Welt : Blutbad in Salzgitter: 24-Jähriger erschießt sechs Familienmitglieder

Ein höchstwahrscheinlich psychisch gestörter junger Mann hat im niedersächsischen Salzgitter ein Blutbad angerichtet. Der 24-Jährige erschoss am Freitagabend sechs Angehörige seiner Familie und verletzte seine Mutter lebensgefährlich. Zwei der Getöteten sind Berliner, die Schwester des Täters und ihr Mann, die zu einem Besuch angereist waren, wie die Polizei in Salzgitter mitteilte.

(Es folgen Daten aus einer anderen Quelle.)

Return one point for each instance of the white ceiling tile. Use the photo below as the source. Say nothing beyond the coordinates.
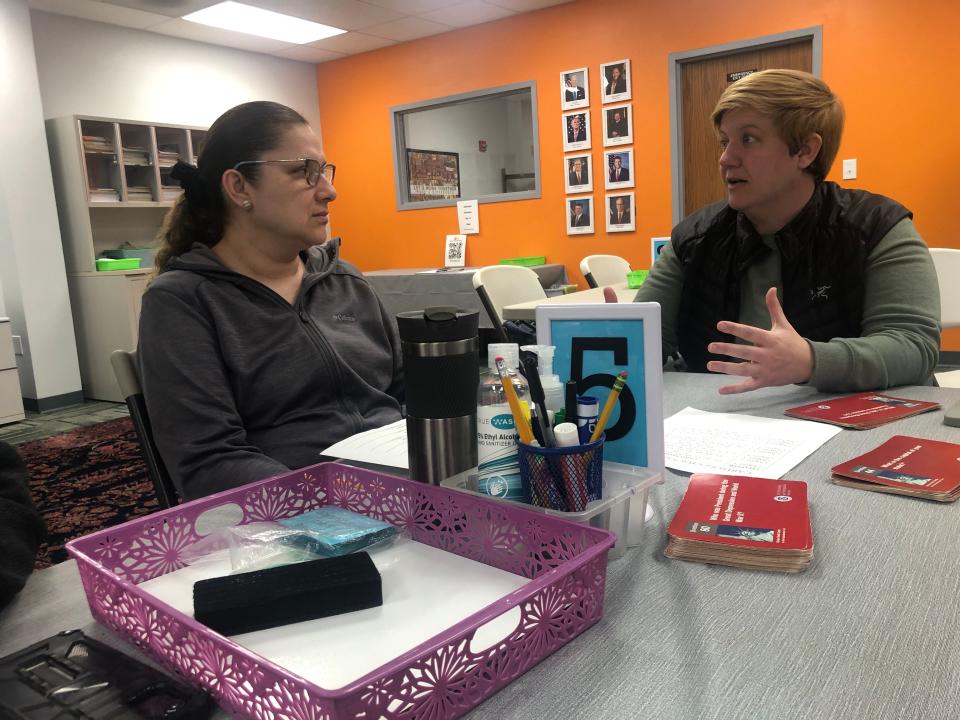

Der mutmaßliche Täter, der sich nach der Bluttat selbst der Polizei gestellt hatte, wurde am Sonnabendmorgen von einem Ermittlungsrichter vernommen. Einem Polizeisprecher zufolge äußerte er sich zunächst nicht zu seinem Motiv. Die Tat ereignete sich in einer Wohnung in einem Mehrfamilienhaus. Bei den Opfern der tödlichen Schüsse handelt es sich um die Ehefrau des Täters, die Berliner Schwester und deren Ehemann, außerdem um zwei Brüder im Alter von 32 und 26 Jahren und eine Schwägerin. Die von den Schüssen verletzte Mutter des Täters schwebe weiter in akuter Lebensgefahr, sagte der Polizeisprecher.

Es habe seit längerem Streit in der Familie gegeben, sagte der Leiter des Kriminaldienstes Salzgitter, Hans-Hermann Nagel. Vor der Tat sei der Mann bei seiner Schwester gewesen und sei dann mit den Worten "Ich habe noch was zu erledigen" wieder gegangen, sagte Kriminalpolizist Nagel. Anschließend sei er "in einem psychischem Ausnahmezustand" in der Wache der Polizei in Salzgitter-Lebenstedt erschienen und habe sein Geständnis mit den Worten eröffnet: "Ich habe Scheiße gebaut". In der Erdgeschosswohnung der Eltern fanden die Beamten die Toten und drei schwer verletzte Opfer. Zwei Personen seien im Laufe des Abends an ihren Schussverletzungen gestorben, sagte der Kripobeamte.

Der mutmaßliche Täter ist nach Angaben der Staatsanwaltschaft Braunschweig vermutlich nicht schuldfähig. Er sei am Sonnabend auf Beschluss des Haftrichters in die geschlossene Abteilung eines Landeskrankenhauses eingewiesen worden, sagte Oberstaatsanwalt Eckehard Niestroj. "Es spricht sehr viel dafür, dass er während der Tatzeit an einer psychischen Störung litt und mit einiger Wahrscheinlichkeit nicht schuldfähig war." Das auslösende Motiv für die Schüsse ist noch unbekannt.

Zur Tatzeit hielten sich auch sechs Kinder in der Wohnung in Salzgitter-Lebenstedt auf, von denen ein neunjähriger Junge Zeuge der Bluttat wurde.